Scripture teaches us where our loyalties should be, and how they should be bounded, each within its realm. We are required to render to Caesar what is his. We are told that we have special covenantal responsibilities to the members of our own households. And we are expressly told that the covenant community in the church constitutes a family. Beyond this, any allegiance to artificial "ties that bind," at the expense of the loyalties Scripture requires of us, is nothing less than three steps short of lunacy. Would anyone want to throw the peace and fellowship of a Christian church into turmoil over differing views on the importance of model rocketry? The same goes for the pedagogical differences between those who home school and those who do not. Scripturally speaking, "homeschoolers" have no covenantal bond with one another. Scripturally speaking, parents who have their kids enrolled at a Christian school have no covenantal bond with one another. Thus, they may not develop a sense of loyalty to that group ing which in any way threatens the peace of any institution which God has ordained.
Whenever people share any common interest, method, or hobby, they can and should get together to share concerns and pointers. As voluntary associations or clubs they are great, but they are not what many believe them to be.
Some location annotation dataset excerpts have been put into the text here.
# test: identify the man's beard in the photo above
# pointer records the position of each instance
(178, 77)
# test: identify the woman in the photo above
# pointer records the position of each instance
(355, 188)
This does not mean that how we educate our children is a matter of indifference. It means that how we educate our children is not primarily a question of a particular method. Whether or not parents successfully bring their children up to love and serve God is not trivial. The requirement of godly children is the principle, and different families use these different methods to achieve the same goals. And other families use these different methods to fail reaching these goals. Positively stated, when young people have been taught to love God, they have a bond of fellowship which they share with anyone else in the other "club."
Negatively, when a student at a Christian school falls into great sin, his parents are responsible -- not the method his parents failed to use properly. When a homeschooled student leaves home and falls away from the faith, his family is responsible.
If the principle of in loco parentis is understood, the heart of all responsibility will be understood as resting where God placed it.